Using SED & ISE drives to protect your data | QSAN Blog

Using SED & ISE drives to protect your data

IT Faces the Problems of Retired Drives

When disk drives are retired and moved outside from the data center into someone else’s hands, the data on those drives is put at significant risk. IT administrators routinely retire drives for a variety of reasons, including:

  • Returning drives for warranty, repair, maintenance, or expired lease agreements
  • Removal and disposal of disk drives
  • Repurposing drives to another storage

Through the study found that almost all drives eventually leave the enterprise or data center, but the corporate data resides on such drives, and when most leave the data center, the data they contain is still readable. Even data that has been striped across many drives in a RAID protection is vulnerable to data theft, because just a typical single stripe in today’s high-capacity arrays is large enough to expose the sensitive and secured data.

Drive Control Challenges and Disposal Costs

In an effort to avoid data breaches, corporations have tried many ways to erase the data on retired drives before they leave the houses and potentially fall into the bad guy. Current retirement practices are all expensive and time-consuming, such as:

  • Overwriting drive data
  • Degaussing or physically shredding
  • Hire professional disposal services

These designed to make data unreadable rely on significant human involvement in the process, and are thus subject to both technical and human failure.

The Invention of SED and ISE Drives

Every day, thousands of disk drives leave data centers as old systems are retired. But what if all those disk drives had been automatically and transparently encrypting that data, enabling it to be instantly and securely erased? SED comprehensively resolve these issues, making encryption for drive retirement both easy and affordable.

SED (Self-Encrypting Drive) Introduction

SED has build-in an encryption controller and an encryption key on the disk drive itself. It can provide instant secure erase (cryptographic erase or making the data no longer readable), and to enable auto-locking to secure active data if a drive is misplaced or stolen from a system while in use. SED has two functions.

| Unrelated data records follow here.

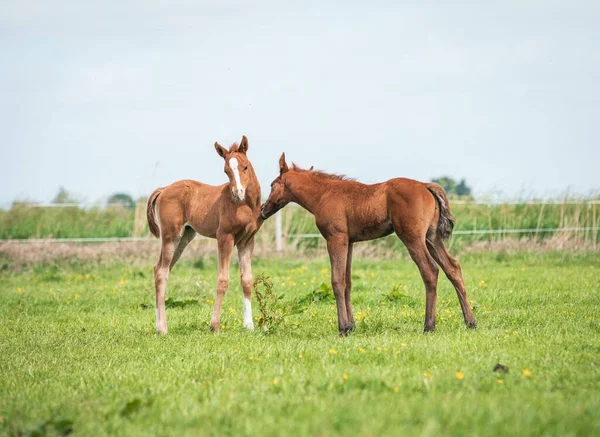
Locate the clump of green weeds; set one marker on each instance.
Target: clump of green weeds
(398, 294)
(323, 293)
(272, 310)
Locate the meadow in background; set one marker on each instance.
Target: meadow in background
(79, 352)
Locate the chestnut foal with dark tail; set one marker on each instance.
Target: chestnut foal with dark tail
(229, 212)
(347, 211)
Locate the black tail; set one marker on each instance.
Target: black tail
(150, 212)
(446, 221)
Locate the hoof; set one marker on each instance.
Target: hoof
(344, 332)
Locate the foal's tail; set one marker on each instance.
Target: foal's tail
(150, 212)
(446, 221)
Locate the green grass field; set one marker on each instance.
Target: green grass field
(78, 352)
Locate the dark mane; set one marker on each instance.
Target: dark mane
(323, 174)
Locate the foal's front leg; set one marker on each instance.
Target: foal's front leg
(225, 247)
(245, 258)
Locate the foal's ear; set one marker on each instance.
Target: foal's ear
(243, 148)
(283, 168)
(221, 150)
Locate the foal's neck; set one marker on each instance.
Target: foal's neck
(253, 192)
(307, 190)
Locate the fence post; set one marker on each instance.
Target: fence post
(278, 232)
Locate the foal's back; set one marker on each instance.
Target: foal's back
(189, 203)
(375, 210)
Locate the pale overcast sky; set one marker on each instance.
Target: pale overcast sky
(129, 95)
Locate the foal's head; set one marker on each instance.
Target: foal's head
(280, 195)
(237, 167)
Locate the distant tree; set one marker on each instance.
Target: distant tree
(462, 189)
(64, 196)
(121, 199)
(452, 188)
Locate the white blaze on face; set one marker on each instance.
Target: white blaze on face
(248, 323)
(239, 189)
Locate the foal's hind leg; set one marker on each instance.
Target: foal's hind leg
(429, 273)
(245, 259)
(451, 267)
(161, 274)
(225, 247)
(351, 324)
(337, 246)
(188, 235)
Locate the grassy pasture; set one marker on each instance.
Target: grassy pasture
(78, 352)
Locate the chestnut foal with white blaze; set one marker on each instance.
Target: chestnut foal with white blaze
(229, 212)
(347, 211)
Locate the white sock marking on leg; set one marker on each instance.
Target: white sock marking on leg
(248, 323)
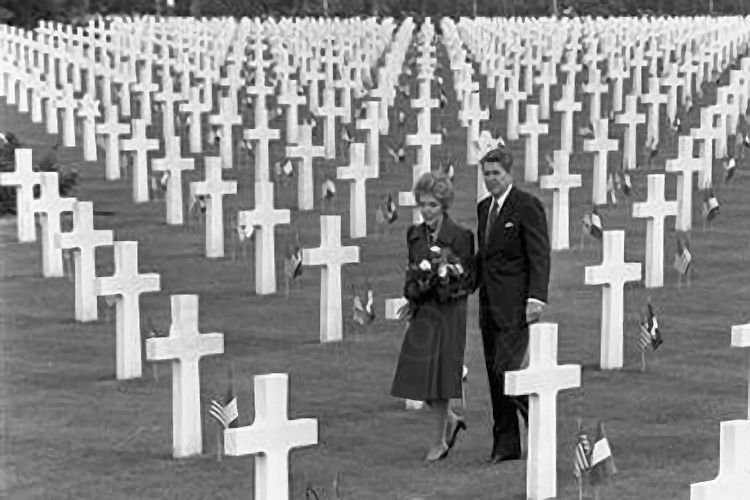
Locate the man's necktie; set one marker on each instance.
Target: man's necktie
(491, 218)
(430, 234)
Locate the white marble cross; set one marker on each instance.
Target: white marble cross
(371, 123)
(656, 209)
(140, 145)
(226, 120)
(515, 97)
(262, 135)
(265, 218)
(630, 118)
(546, 79)
(707, 133)
(89, 111)
(175, 164)
(733, 481)
(542, 381)
(214, 188)
(50, 206)
(330, 111)
(167, 97)
(561, 182)
(144, 88)
(567, 105)
(333, 257)
(532, 129)
(601, 145)
(84, 239)
(474, 115)
(595, 88)
(113, 130)
(305, 151)
(185, 346)
(741, 338)
(68, 104)
(654, 99)
(292, 100)
(127, 284)
(685, 165)
(359, 173)
(613, 273)
(272, 436)
(195, 108)
(23, 178)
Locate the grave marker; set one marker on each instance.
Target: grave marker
(305, 152)
(601, 145)
(185, 346)
(84, 240)
(613, 273)
(50, 207)
(140, 145)
(272, 436)
(656, 209)
(733, 481)
(175, 164)
(359, 173)
(128, 285)
(561, 181)
(23, 178)
(214, 188)
(332, 256)
(542, 381)
(532, 129)
(685, 165)
(265, 218)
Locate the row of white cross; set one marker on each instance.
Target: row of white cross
(185, 346)
(126, 253)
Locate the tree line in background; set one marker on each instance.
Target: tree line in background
(27, 13)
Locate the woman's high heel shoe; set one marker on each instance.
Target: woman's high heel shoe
(460, 425)
(438, 452)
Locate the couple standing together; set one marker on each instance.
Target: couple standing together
(510, 268)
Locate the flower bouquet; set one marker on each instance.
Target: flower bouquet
(437, 276)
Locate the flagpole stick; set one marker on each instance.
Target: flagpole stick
(219, 444)
(580, 487)
(643, 360)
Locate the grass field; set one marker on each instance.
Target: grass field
(72, 431)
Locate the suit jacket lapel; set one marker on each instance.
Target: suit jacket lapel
(505, 210)
(444, 235)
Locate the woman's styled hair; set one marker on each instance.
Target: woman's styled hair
(436, 184)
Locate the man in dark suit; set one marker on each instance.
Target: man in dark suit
(512, 270)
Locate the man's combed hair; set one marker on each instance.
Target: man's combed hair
(498, 155)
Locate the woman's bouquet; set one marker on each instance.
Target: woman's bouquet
(439, 275)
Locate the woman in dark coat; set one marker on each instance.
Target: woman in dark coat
(430, 366)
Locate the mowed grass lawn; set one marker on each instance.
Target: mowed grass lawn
(72, 431)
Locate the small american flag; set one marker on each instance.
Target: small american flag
(592, 224)
(650, 336)
(710, 205)
(682, 258)
(293, 264)
(363, 314)
(225, 412)
(581, 462)
(328, 189)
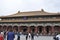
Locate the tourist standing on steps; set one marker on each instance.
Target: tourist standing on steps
(1, 36)
(32, 36)
(26, 36)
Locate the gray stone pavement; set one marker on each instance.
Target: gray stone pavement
(23, 37)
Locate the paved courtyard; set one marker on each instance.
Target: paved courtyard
(23, 37)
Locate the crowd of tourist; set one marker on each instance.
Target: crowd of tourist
(11, 35)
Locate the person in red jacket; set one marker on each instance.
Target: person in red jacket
(1, 36)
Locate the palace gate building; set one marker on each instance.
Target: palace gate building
(41, 22)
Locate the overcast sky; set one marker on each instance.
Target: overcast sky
(8, 7)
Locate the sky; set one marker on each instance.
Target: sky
(8, 7)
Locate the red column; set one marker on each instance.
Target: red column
(52, 30)
(36, 29)
(28, 30)
(44, 30)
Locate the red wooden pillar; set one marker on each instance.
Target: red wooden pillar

There are authentication which is operated by AK (Authentication Key) and encryption data which is operated by DEK (Data Encryption Key)

Self Encrypting Drive Support

ISE (Instant Secure Erase) Drive Introduction

While ISE provides instant secure erase only. When it’s time to retire or repurpose the drive, the owner sends a command to the drive to perform a cryptographic erase. Cryptographic erase simply replaces the encryption key inside the encrypted drive, making it impossible to ever decrypt the data encrypted with the deleted key. ISE drive has encryption data only by DEK but no authentication.

Instant Secure Erase Drive


SED and ISE reduce IT operating expenses by freeing IT from both drive control headaches and disposal costs. By using SED and ISE, they are without hindering IT efficiency. Furthermore, SED and ISE simplify decommissioning and preserve hardware value for returns and repurposing by:

  • Securing warranty and expired lease returns
  • Eliminating the need to overwrite or destroy the drive
  • Enabling drives to be repurposed securely

In addition, the drive owner may choose to employ the SED in the auto-lock mode to help secure active data against theft. Utilizing the SED in auto-lock mode simply requires securing the drive during its normal use with an authentication key. When secured in this manner, the drive’s data encryption key is locked whenever the drive is powered down. In other words, the moment the SED is switched off or unplugged, it automatically locks down the drive’s data.

When the SED is then powered back on, the SED requires authentication before being able to unlock its encryption key and read any data on the drive, thus protecting against misplacement and insider or external theft.


As data security becomes more popular, storage systems need to provide secure data to ensure the peace of mind, compliance, and general security use cases that cared by companies. Regardless of disk drives are lost, stolen, or failed, unauthorized persons cannot compromise the security of the organization by accessing any sensitive data.

Data encryption ensures that all sensitive user data stored on the array is encrypted as it is written to disk, so that private data does not fall into the bad guys. With SED and ISE technology support, it is a simple and useful function for protecting your data.